Mon premier réflexe a été personnel.
Je voulais détruire la déclaration de mon père.
Pas physiquement.
Moralement.
Je voulais dire à tout le monde qu’un homme qui m’avait abandonnée n’avait aucun droit d’approcher l’entreprise qui m’avait donné une vie stable.
Puis Marian m’a posé une question.
« Quelle est votre recommandation ? »
« Je suis en conflit d’intérêts. »
« Exactement. »
Le trust exigeait que les sujets liés à ma famille soient gérés par les cofiduciaires indépendants.
Je pouvais donner des informations.
Pas décider.
J’ai fourni ce que je savais.
Puis je me suis récusée.
Humiliant.
Et nécessaire.
Le dossier Brenner a été examiné par un cabinet extérieur.
Les prétendues promesses verbales étaient fragiles parce que les contrats écrits contenaient des clauses d’intégralité.
Les factures ont été auditées.
Certaines soutenues.
D’autres non.
Finalement, Harper Systems a réglé le différend pour bien moins que les trois cent dix mille réclamés, sans reconnaître l’existence de la promesse décrite par mon père.
L’entreprise n’a pas été détruite.
Mais la crédibilité de mon père, elle, s’est effondrée.
Puis ma mère a quitté leur domicile.
Hôtel d’abord.
Appartement ensuite.
Elle m’a appelée.
J’ai failli ne pas répondre.
Puis je me suis rappelé Henry.
Ne fais pas leur erreur à l’envers.
J’ai décroché.
« Je ne savais pas pour Carl », m’a-t-elle dit.
« Je ne sais plus ce que tu savais. »
« C’est juste. »
Ces mots m’ont touchée plus qu’une excuse.
Elle a décidé de fournir les informations demandées par le trust de résolution familiale.
Relevés.
Anciens impôts.
Contrats de dette.
Et un détail que personne n’avait prévu.
Un compte d’épargne ouvert à mon nom quand j’étais enfant.
Argent d’anniversaires.
Petits dépôts de proches.
Solde trois mois avant mon abandon :
18 700 dollars.
Puis zéro.
Je suis restée muette.
Ma mère a pleuré.
« Richard en a pris la plus grande partie. »
« Et toi ? »
« Environ quatre mille. »
« Pour quoi ? »
« Loyer.
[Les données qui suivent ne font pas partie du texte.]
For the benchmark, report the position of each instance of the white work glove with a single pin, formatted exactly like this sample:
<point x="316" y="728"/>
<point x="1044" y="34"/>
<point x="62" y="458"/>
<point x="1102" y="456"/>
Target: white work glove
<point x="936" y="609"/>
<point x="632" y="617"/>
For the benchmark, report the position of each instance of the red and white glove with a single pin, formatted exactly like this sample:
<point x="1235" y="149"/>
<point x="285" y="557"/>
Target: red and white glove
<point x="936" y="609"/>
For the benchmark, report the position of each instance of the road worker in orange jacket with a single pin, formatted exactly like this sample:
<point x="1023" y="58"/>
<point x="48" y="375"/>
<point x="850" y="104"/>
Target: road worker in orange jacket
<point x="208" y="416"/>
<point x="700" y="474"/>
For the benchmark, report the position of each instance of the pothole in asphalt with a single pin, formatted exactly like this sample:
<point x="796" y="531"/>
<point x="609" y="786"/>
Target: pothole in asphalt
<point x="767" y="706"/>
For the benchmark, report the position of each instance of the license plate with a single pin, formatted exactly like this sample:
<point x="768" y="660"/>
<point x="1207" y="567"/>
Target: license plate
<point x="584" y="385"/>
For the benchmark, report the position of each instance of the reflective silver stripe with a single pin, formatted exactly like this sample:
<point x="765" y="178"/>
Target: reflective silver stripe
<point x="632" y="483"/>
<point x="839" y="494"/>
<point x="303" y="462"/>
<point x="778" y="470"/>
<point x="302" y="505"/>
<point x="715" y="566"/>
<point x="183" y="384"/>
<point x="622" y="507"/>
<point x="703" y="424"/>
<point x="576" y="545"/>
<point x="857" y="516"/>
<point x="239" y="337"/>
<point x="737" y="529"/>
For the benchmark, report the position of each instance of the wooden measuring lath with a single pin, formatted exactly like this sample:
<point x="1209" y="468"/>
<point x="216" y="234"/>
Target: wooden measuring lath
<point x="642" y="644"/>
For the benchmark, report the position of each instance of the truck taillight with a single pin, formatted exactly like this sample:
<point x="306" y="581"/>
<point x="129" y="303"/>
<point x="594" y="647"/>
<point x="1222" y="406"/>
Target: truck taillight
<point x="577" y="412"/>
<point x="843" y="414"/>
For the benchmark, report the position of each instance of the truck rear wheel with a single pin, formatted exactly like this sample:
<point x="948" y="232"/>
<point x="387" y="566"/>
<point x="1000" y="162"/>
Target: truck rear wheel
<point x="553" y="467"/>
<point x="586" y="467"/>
Nourriture. Électricité. »
Cela faisait mal autrement.
Une partie avait servi à me garder nourrie.
Le reste avait servi à des dettes professionnelles.
Même mon petit futur était devenu une réserve familiale.
Puis David m’a appris qu’Henry avait reconstitué une somme similaire dans un nouveau compte d’investissement après m’avoir recueillie.
Je l’avais utilisée sans savoir d’où elle venait pour mes frais à Stanford.
Henry avait remplacé quelque chose qu’il n’avait pas volé.
Sans me demander de gratitude.
Je pleurais tellement que je ne pouvais plus parler.
Puis mon père a proposé un accord.
Il retirerait ses demandes contre la succession et coopérerait dans l’affaire Brenner si le trust annulait immédiatement les cent trente-huit mille dollars de dette.
Le trust a refusé sans divulgation complète ni reconnaissance écrite.
Mon père refusait toujours de signer la phrase :
Nous avons laissé Emma sans prise en charge adulte confirmée.
Ma mère, elle, l’a signée.
Leurs situations ont alors été traitées séparément.
Ma mère a accepté un remboursement modeste selon ses moyens, puis une annulation partielle.
Henry n’avait pas construit le trust pour les ruiner.
Il l’avait construit pour obliger la vérité à précéder le soulagement.
Mon père voulait le soulagement sans la vérité.
Puis il a saisi le tribunal.
Il a contesté une partie du plan successoral.
Pas le trust de l’entreprise directement.
Il a prétendu qu’Henry m’avait isolée de ma famille et avait exercé une influence excessive.
En faisant cela, il a déclenché exactement la clause qu’Henry avait prévue.
Le dossier Lake Michigan pouvait désormais être utilisé pour défendre le plan.
Mon père avait lui-même ouvert la porte.